Just a quick question about the best way to determine NullEngine fps. I just would like to assure that the engine runs in a stable fps all the time… Not sure if the best way is to console log the engine.getFps().toFixed() what I tried to do just a few minutes ago … Any tips for this?
Also a continuation why I’m asking; getting a fluctuating NullEngine fps of ~40, even though it is supposed to run at 60 fps…
Hmmm, it is a bit hard pickle. I do have a lot of instanced meshes in the scene, but somehow I thought that not actually rendering would not eat my performance so much… Here is even bigger picture:
at least in node you could freezeActiveMeshes() on the scene to bypass your biggest cost. Babylon is actually CPU bound so I am not surprised your frames are pretty similar.
Now the bottleneck seems to be the Recast blackbox. I guess the animation section might be in relation with this as well, as I should have disabled all the animations in the server side I’m kind of curious how much power the crowd calculation is taking since there is just one agent standing, not doing anything
^ That is the idle animation of my main character… Is there a global way to destroy/stop all animations in the scene? Currently trying to do this in every turn and it is not doing the trick:
let animations: AnimationGroup[] = task.loadedAnimationGroups
if (animations && animations.length > 0) {
animations.forEach((animationGroup: AnimationGroup) => {
animationGroup.stop()
})
}
Seems as if the initial animations cannot be stopped… Weird.
But yeah there is also the Recast thing I would like to get some insight on
Do you think the newer Recast version could help with performance?
Also I noticed that I should probably strip the models off their materials… Don’t really need the PBR calculations on the server side, right? Is there some global way to do this, or do I have to tinker with the models by hand?

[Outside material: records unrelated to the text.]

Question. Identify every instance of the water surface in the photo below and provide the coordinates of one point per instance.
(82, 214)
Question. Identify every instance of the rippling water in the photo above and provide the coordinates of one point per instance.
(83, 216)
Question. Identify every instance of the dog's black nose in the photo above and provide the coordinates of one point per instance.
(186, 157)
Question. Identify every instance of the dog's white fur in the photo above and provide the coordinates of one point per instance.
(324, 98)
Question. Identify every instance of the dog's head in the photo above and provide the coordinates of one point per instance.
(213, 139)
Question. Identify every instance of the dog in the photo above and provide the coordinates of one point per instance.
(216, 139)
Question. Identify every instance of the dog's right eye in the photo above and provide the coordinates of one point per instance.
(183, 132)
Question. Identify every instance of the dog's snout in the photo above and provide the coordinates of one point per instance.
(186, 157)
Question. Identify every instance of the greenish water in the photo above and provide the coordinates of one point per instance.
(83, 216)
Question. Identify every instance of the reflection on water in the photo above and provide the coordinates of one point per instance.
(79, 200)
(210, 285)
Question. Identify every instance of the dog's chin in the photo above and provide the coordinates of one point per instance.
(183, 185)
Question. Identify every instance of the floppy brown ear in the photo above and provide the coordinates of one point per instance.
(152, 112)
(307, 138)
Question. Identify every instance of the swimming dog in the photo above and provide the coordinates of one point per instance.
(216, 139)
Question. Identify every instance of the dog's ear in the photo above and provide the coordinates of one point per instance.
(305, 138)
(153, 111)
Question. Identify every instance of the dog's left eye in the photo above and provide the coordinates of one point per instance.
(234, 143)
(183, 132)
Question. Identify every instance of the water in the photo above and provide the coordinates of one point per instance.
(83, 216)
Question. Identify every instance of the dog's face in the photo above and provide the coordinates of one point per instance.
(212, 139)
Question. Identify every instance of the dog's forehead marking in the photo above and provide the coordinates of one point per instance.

All in all this was a pretty cool investigation. If someone stumbles here trying to debug the NullEngine, some tips:
Use the engine.getFps().toFixed() to get the fps
Use the node --inspect handle to start Node.js in debug mode, then you can use the Chrome devtools to debug your Babylon stuff.
Do not use actual models/meshes in server side / NullEngine unless it is needed for some reason, for example I have map tiles that are shaped in certain way and cannot be substituted with placeholder meshes.
Stop the animations of the loaded models and make sure they are stopped. No need to animate models server side, but they might auto-play when imported.
Remove expensive materials (pbr in my case) from loaded models.
Try to think if you can freezeActiveMeshes on the server side. For example, my game map is composed of a lot of instanced meshes, so I could easily freeze them after creation.
Also use the latest package versions at all times
Thank you @sebavan and @Cedric for your time and help as well!